This is not to say that atheists have a more complex neural system than believers - and it doesn't explain why they tend to be better-looking and make superior lovers - but it does suggest that they use their grey matter more.        

The theory put forward by Edward Dutton and Dimitri Van der Linden - the so-called Intelligence-Mismatch Association Model - attempts to explain why numerous studies over recent decades have consistently found a significant negative relation between intelligence and religiosity. It would make sense, say the authors, if faith is considered an evolved domain and intelligence the ability to transcend primitive instincts and to think in a rational manner that allows us to problem solve and freely develop our curiosity without falling to our knees and calling upon deities.  

However, although advantageous in many ways, evolution in no way ensures the survival of intelligence. Indeed, whereas smart individuals have successfully curtailed their fertility, peoples who still instinctively believe in a god have maintained high rates of reproduction. Thus, whilst atheists have plenty of ideas, true believers have lots of children.   

Partly, this is because the latter reject contraception on theo-superstitious grounds. But it's also because a people who still believe in a god ultimately still believe in themselves and in their right both to sacrifice and to breed.

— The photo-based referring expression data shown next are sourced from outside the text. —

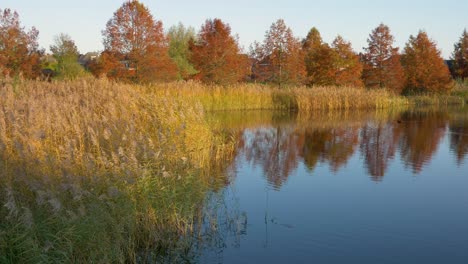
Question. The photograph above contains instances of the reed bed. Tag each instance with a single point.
(258, 97)
(96, 171)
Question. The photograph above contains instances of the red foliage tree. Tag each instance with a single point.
(319, 60)
(280, 58)
(347, 64)
(137, 41)
(382, 66)
(216, 54)
(424, 67)
(460, 56)
(18, 49)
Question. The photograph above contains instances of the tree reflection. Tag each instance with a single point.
(421, 134)
(459, 139)
(275, 150)
(415, 135)
(335, 146)
(378, 147)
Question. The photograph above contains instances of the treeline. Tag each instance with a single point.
(136, 49)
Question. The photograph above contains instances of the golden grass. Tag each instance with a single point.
(95, 171)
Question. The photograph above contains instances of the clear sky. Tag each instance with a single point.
(84, 20)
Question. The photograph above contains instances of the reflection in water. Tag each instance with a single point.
(295, 218)
(421, 133)
(415, 135)
(459, 138)
(378, 146)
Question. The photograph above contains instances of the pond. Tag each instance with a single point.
(351, 187)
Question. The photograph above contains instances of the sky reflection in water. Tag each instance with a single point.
(348, 189)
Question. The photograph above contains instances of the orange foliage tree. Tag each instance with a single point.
(460, 57)
(280, 59)
(382, 66)
(347, 64)
(19, 51)
(216, 54)
(319, 60)
(424, 67)
(135, 46)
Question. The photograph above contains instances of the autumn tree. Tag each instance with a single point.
(423, 65)
(319, 60)
(216, 54)
(179, 38)
(279, 59)
(347, 65)
(460, 57)
(382, 66)
(137, 41)
(19, 51)
(66, 53)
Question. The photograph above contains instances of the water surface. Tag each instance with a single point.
(343, 188)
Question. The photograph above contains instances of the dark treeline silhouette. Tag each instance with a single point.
(413, 136)
(136, 49)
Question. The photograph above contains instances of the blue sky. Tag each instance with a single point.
(85, 19)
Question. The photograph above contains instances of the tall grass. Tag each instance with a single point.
(93, 171)
(255, 97)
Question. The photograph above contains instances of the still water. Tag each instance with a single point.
(343, 188)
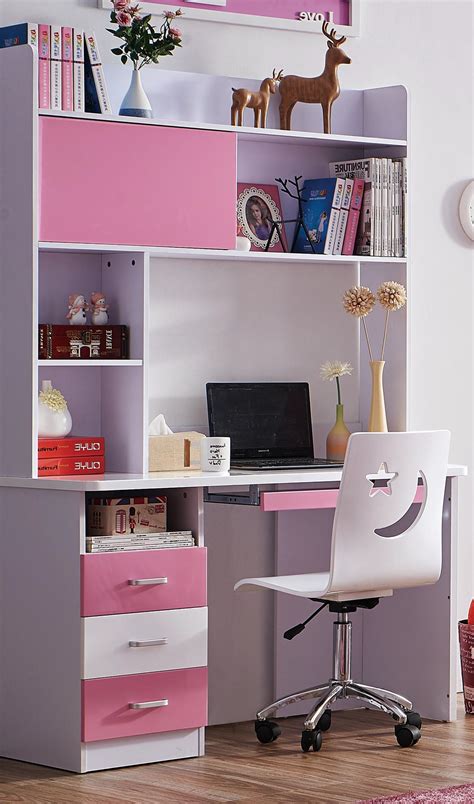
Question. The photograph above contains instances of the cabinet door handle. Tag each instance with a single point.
(149, 704)
(148, 643)
(147, 581)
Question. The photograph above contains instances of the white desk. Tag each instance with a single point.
(409, 641)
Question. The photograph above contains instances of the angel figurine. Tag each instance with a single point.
(77, 309)
(99, 309)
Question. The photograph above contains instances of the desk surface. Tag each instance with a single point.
(170, 480)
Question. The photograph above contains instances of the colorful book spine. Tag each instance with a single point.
(44, 67)
(67, 69)
(84, 465)
(353, 217)
(343, 216)
(78, 70)
(70, 447)
(97, 98)
(56, 75)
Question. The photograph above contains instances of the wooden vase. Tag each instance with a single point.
(377, 417)
(338, 436)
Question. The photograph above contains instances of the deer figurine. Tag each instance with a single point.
(258, 101)
(323, 89)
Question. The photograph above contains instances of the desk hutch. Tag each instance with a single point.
(93, 203)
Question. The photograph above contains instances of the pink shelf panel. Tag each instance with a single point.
(308, 499)
(106, 711)
(119, 183)
(106, 577)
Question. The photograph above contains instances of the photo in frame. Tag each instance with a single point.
(258, 205)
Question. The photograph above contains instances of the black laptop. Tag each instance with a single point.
(269, 424)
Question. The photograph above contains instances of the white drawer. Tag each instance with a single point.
(115, 645)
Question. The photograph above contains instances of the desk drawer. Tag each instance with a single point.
(148, 580)
(179, 640)
(148, 703)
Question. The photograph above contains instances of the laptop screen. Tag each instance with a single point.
(263, 419)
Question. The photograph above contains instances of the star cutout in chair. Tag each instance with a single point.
(381, 482)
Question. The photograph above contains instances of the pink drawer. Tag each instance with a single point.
(148, 703)
(152, 580)
(127, 183)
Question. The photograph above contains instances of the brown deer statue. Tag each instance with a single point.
(323, 89)
(258, 101)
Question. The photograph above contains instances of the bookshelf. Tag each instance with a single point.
(194, 306)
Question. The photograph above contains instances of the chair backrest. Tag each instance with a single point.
(380, 540)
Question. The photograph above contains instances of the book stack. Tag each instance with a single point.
(381, 231)
(143, 541)
(70, 72)
(71, 456)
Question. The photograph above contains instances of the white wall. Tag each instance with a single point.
(429, 47)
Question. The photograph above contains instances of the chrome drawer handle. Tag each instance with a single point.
(149, 704)
(148, 643)
(147, 581)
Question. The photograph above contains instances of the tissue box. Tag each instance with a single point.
(119, 515)
(170, 453)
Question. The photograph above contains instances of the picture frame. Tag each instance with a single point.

One might say they venerate their deities and express their will to power by exercising their loins, rather than their minds (and are often encouraged to do so as a religious duty).

This being the case, as a godless and childless Nietzschean one also has legitimate concerns for the future ...


See: Dutton, E. and Van der Linden, D.; 'Why is Intelligence Negatively Associated with Religiousness?', in Evolutionary Psychological Science (2017).